Schedule 1
Child Maintenance and Other Payments Bill
10:15 am

Photo of Nadine Dorries

Nadine Dorries (Mid Bedfordshire, Conservative)

The Minister and the Department are right to attempt to predict future staffing levels. No business or organisation would embark on establishing an entirely new department or company without taking that into due consideration. However, the premise on which the staffing levels have been based anticipates that a large number of cases will move over to a different type of system—the voluntary arrangements. As we were told during the evidence-taking session, parents now have an opportunity to enter into voluntary arrangements, and 50,000 parents across the UK do so. There is no obligation at the moment; nobody drives parents towards the Child Support Agency. Therefore, I am not sure whether the premise on which the staffing reductions are based is correct.

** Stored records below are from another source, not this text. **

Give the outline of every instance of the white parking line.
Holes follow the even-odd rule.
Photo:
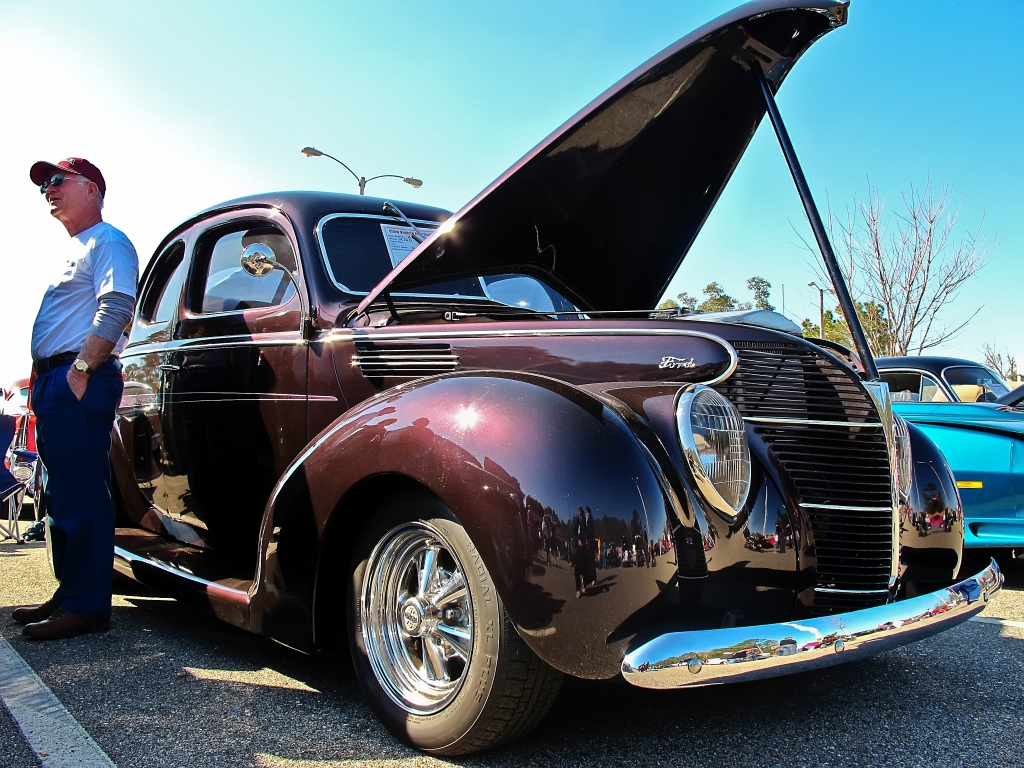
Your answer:
[[[1009,619],[989,619],[985,616],[975,616],[971,621],[976,621],[979,624],[1000,624],[1004,627],[1016,627],[1017,629],[1024,629],[1024,621],[1010,621]]]
[[[0,700],[43,768],[117,768],[3,637]]]

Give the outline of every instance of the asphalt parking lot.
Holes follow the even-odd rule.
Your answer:
[[[974,555],[966,564],[984,565]],[[1024,562],[981,618],[1024,622]],[[976,566],[976,567],[974,567]],[[525,739],[456,760],[397,742],[345,658],[306,657],[116,582],[114,629],[32,643],[42,545],[0,545],[0,632],[121,768],[134,766],[1008,765],[1024,743],[1024,628],[972,621],[873,659],[759,683],[654,692],[567,680]],[[38,764],[0,709],[0,766]]]

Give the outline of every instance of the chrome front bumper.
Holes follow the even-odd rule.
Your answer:
[[[876,608],[758,627],[670,632],[627,653],[622,676],[641,688],[688,688],[829,667],[967,621],[1002,585],[993,560],[951,587]]]

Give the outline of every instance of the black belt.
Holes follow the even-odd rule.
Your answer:
[[[78,359],[78,353],[77,352],[62,352],[59,355],[54,355],[53,357],[47,357],[44,360],[36,360],[36,361],[34,361],[32,363],[32,368],[35,370],[36,376],[38,376],[41,373],[46,373],[47,371],[52,371],[54,368],[60,368],[62,365],[67,365],[68,363],[70,363],[70,362],[72,362],[74,360],[77,360],[77,359]],[[103,362],[104,363],[109,363],[111,360],[117,360],[117,355],[111,355],[110,357],[108,357]],[[103,363],[100,363],[100,365],[102,365],[102,364]],[[97,366],[97,367],[99,367],[99,366]]]
[[[53,357],[47,357],[42,360],[35,360],[32,363],[32,367],[36,371],[36,376],[47,371],[52,371],[54,368],[60,368],[62,365],[67,365],[71,361],[78,357],[77,352],[63,352]]]

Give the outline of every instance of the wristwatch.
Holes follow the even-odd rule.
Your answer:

As for the words “appropriate staffing levels” in the amendment, surely one way to guarantee appropriate staffing levels would be to explore further the option of a key caseworker scenario. In the evidence-taking session we were told that the department and its lines operate for 66 or 68 hours a week. In my experience of key caseworker scenarios, that is fine, because there is a back-up key caseworker, so two people share one case. Parents are made aware of when their key caseworker is working, either by e-mail or another system. It would be possible to have appropriate staffing levels and for parents to have a better service if they were aware of when their key caseworker would be working and when their cases could be managed. We know that sometimes 20 or 30 people deal with a case. One person with one computer screen dealing with one case would give better outcomes, both for parents and staff, and may even reduce sickness levels in the Department.